If you're seeing this message, it means we're having trouble loading external resources on our website.

If you're behind a web filter, please make sure that the domains *.kastatic.org and *.kasandbox.org are unblocked.

# Simplifying rational expressions: higher degree terms

Sal simplifies & states the domain of (x⁴+8x²+7)/(3x⁵-3x).

## Want to join the conversation?

• As the exercise is about 'simplifying' the rational expression, would it not have been better to put in the denominator 3x(x+1)(x-1)? It is the equivalent of Sal's two examples, but more 'factored out' if you will.
• You are right. But it might be more simplified in the last form. I did notice Sal missed a step. Sal might have wanted to avoid the long process of multiplying 3x(x+1)(x-1) which equals to 3x(x^2-1). See, it would lead us to the same step. In conclusion, we simplify the denominator to lead us no factors left behind. Hopefully it helps!
• In the case of test questions in general, do you expect answers in an expanded form or in a factored form after cancellations? That has confused me and caused some of my answers, which were technically correct, to be counted as incorrect. I do note that on some questions you do specify "expanded" form for answers.
• In my experience, Khan Academy Practice Problems software will accept answers whether they're in expanded form or not; for example, they list both '(x - 2)/4(x-3)' and '(x - 2)/(4x-12)' as answers to the question. So maybe you're not simplifying down to those two basic equations? One thing that kept marking me as wrong (and that I incorrectly assumed was due to the fact of my simplification in the wrong form) was that I did not choose a second option for what x cannot equal; I thought it was not needed to say that x cannot -3 in the equation (x+6)/(x+3), since in previous videos Mr. Khan said it was unnecessary since it was obvious if you just look at the equation; but the Practice Problems want you to select ALL the correct options that x cannot be equal to. Hope this solves some of your problems, Walter.
• Can I simplify x⁴+8x²+7 to x⁴+5x+3x+7?
Then I could regroup x⁴+5x+3x+7 to 3x⁵+5x+7?

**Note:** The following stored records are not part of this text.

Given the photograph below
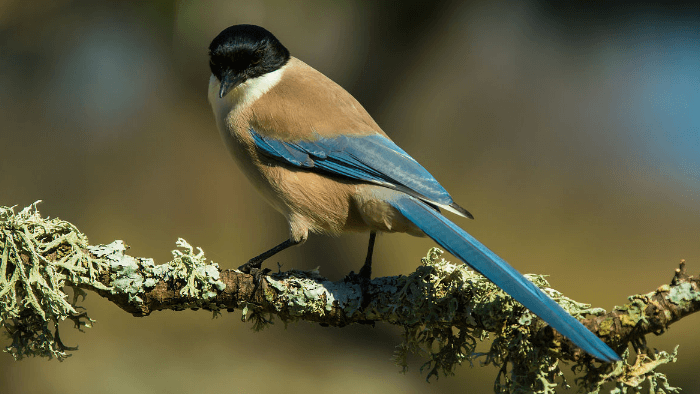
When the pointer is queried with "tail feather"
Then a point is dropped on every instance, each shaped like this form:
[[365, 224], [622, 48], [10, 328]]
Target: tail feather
[[479, 257]]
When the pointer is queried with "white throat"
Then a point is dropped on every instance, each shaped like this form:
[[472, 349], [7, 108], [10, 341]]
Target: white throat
[[244, 94]]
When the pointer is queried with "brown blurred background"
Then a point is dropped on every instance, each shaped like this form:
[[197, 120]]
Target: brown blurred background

I'm doing this in order to simplify (x⁴+8x²+7)/(3x⁵-3x). By regrouping the numerator I'm trying to eliminate the 3x⁵ from both expressions.
• You have multiple errors.
1) 5x+3x is not the same as 8x². Addition does not change exponents.
2) Similarly, x⁴+3x does not equal 3x⁵. Addition is not the same as multiplication which is what you would have done to get to 3x⁵
3) Making the first term into 3x⁵ will not allow to you eliminate the 3x⁵ in the denominator. When we reduce fractions, we can only cancel out common factors (items being multiplied). You are trying to cancel out terms (items being added/subtracted).

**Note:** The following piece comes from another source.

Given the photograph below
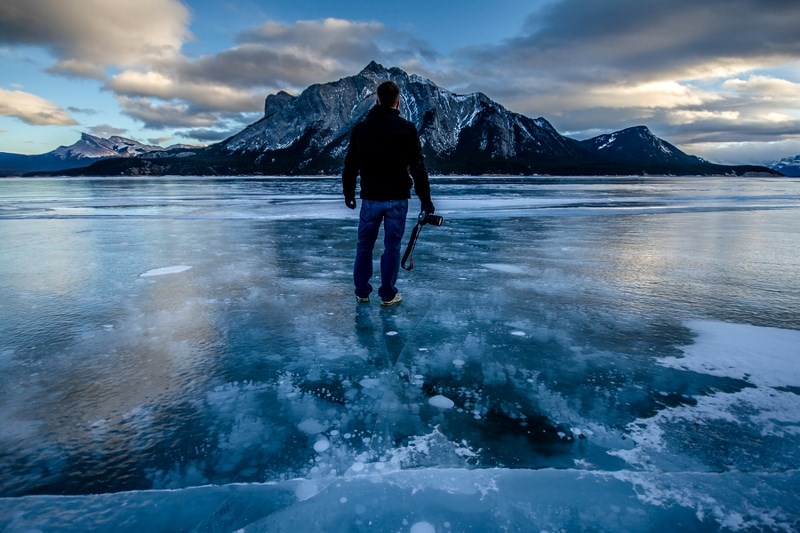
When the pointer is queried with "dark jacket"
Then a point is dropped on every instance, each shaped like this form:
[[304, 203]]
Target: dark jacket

To do your problem, you need to completely factor both the numerator and denominator. And then only cancel out common factors.
Hope this helps.
• I need help factoring x³-1. The answer is (x-1)(x²+x-1). I see that the answer checks out when I multiply it together, but I don't understand how to arrive at the answer from the problem. Can anyone explain or point me to a video that will explain? Thought this one might, but I still don't understand my problem, hence my asking this. Thanks!
(1 vote)
• You have a difference of 2 cubes. It is factored using a pattern. Search on KA for "factoring difference of cubes" and you should find the video.

FYI - You have a sign error on the last 1, it should be +1.
x³-1 = (x-1)(x²+x+1)

Hope this helps.
• I simplified the rational expression to the simplest form which i found to be:
x^2+7/3x(x+1)(x-1)
Upon reaching the step of simplifying when the equation was:
(x^2+7)(x^2+1)/3x(x^2+1)(x^2-1), I realized x^2-1 as a difference of squares so i simplified it further and canceled out the (x^2+1) ... would my final answer be considered equivalent as well?
(1 vote)
• Yes, your version would be equivalent to Sal's final version. In fact, it is a little better. It is preferred to have the polynomials completely factored. Yours is. Sal's is not.
• Okay, seeing what would happen if quadratics or sum of squares was in the denominator is amazing. But what about inverse of square functions, what about square roots in the denominator for all real numbers and also complex ones, how would the domain look then? Am guessing x is defined only for numbers greater than 0 since we cannot allow 0 to be in the denominator or anything lower than 0 since we want to exclude complex numbers?
(1 vote)
• In the exercises later they ask: "Simplify the following rational expression and express in expanded form."
What does mean "express in expanded form"?
(1 vote)
• Don’t leave something in factored form, like 2(x+3). You want to multiply everything out like this: 2x+6. Hope this helps!
• At about 5 minutes into the video, Sal cancelled out x^2+1.
Can someone please explain why this can never be equal to zero?
(1 vote)
• If x²+1=0, then x²=-1. So multiplying a number by itself yields a negative number, which is impossible in the real numbers. So x²+1 cannot be 0.